The challenge of multimorbidity in primary care patients with obstructive lung disease
About this project
Project information
Multimorbidity is a well-recognised problem in primary care and results in challenges for both physicians and patients. The difficulties include lack of organised care for all of the conditions, and disease-specific guidelines can be inadequate: clinical trials typically exclude patients with multimorbidity. These problems are faced in primary care for patients with chronic obstructive lung disease: asthma and chronic obstructive pulmonary disease (COPD).
This research project will identify patterns of morbidity in these patients that are common or represent important risks for future health and wellbeing. This will involve identifying which disease combinations represent the greatest risks, particularly where there are disproportionately greater risks than would be expected from the sum of the two or more conditions. Interactions between diseases could be due to overlapping biological pathways, fragmented healthcare that does not consider all the conditions together, difficulty following treatment guidelines, or polypharmacy and related problems such as poor patient compliance or drug interactions. The outcomes will include cause-specific and all-cause mortality; hospital admission (and diseases associated with admission); inadequate control of COPD and asthma; development of further comorbid conditions; sick-leave, receipt of disability benefits, unemployment, economic inactivity, and retirement; and quality of life.
The project will then identify primary care characteristics that appear to ameliorate the associations of comorbidity combinations with the adverse outcomes.
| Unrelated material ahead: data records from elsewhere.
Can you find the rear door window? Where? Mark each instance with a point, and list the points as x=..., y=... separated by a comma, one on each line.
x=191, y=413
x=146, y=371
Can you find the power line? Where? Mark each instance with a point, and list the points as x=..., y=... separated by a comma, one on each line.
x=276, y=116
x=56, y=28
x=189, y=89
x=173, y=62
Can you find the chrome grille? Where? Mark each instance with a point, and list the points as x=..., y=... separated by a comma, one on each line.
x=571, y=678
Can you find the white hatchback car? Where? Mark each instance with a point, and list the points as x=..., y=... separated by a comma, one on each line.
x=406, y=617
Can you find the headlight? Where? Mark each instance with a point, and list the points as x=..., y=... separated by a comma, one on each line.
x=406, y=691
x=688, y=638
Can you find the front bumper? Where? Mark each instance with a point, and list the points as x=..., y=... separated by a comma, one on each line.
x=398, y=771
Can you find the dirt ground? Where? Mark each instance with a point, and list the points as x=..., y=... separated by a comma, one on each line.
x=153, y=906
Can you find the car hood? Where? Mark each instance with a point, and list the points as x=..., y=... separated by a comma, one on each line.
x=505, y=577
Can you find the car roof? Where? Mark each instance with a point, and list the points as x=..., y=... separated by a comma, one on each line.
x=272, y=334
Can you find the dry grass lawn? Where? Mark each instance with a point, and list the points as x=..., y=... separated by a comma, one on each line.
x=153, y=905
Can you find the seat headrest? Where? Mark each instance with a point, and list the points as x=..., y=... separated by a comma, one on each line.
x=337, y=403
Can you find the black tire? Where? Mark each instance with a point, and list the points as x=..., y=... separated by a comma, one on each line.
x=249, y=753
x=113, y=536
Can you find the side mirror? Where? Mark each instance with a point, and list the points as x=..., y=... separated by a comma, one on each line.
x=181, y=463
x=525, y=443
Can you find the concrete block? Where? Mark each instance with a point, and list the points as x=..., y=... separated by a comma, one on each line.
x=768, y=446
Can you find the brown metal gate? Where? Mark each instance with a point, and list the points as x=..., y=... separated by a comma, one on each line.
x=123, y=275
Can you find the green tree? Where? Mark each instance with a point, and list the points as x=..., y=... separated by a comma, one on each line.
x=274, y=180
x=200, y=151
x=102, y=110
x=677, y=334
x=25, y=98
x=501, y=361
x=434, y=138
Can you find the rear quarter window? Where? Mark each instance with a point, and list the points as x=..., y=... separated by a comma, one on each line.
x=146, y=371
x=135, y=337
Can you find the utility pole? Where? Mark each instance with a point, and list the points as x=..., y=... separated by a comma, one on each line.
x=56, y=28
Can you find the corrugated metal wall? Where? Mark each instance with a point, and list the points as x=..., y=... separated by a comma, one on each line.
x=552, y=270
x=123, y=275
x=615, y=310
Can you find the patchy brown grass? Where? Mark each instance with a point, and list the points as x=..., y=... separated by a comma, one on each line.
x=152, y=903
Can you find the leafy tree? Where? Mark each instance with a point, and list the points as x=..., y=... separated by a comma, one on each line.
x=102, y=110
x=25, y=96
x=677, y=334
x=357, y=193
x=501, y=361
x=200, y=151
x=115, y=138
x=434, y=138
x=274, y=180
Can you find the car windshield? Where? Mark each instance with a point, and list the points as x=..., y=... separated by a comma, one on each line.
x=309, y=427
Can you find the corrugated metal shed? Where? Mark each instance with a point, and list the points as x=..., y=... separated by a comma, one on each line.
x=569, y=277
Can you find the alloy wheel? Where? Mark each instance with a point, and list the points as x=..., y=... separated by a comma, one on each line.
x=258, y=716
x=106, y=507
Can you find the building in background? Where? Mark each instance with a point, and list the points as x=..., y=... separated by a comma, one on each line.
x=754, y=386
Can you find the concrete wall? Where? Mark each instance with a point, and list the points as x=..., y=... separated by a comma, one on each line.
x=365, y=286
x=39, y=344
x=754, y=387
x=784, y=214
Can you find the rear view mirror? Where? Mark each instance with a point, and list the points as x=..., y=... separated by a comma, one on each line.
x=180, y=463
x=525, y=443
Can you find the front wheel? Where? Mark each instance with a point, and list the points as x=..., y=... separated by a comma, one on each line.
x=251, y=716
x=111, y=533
These include continuity of care, where patients tend to see the same physician over time, rather than multiple doctors; use of specialist nurses for management of the chronic pulmonary diseases, as well as other specialists such as for diabetes; involvements of other professionals such as physiotherapists; effective management of polypharmacy; focused treatment of diagnoses such as depression, anxiety and pain to improve other outcomes as treating depression has been shown to improve patients’ self-management of other conditions. Other management and patient characteristics that may modify risk of adverse outcomes associated with multimorbidity will be investigated.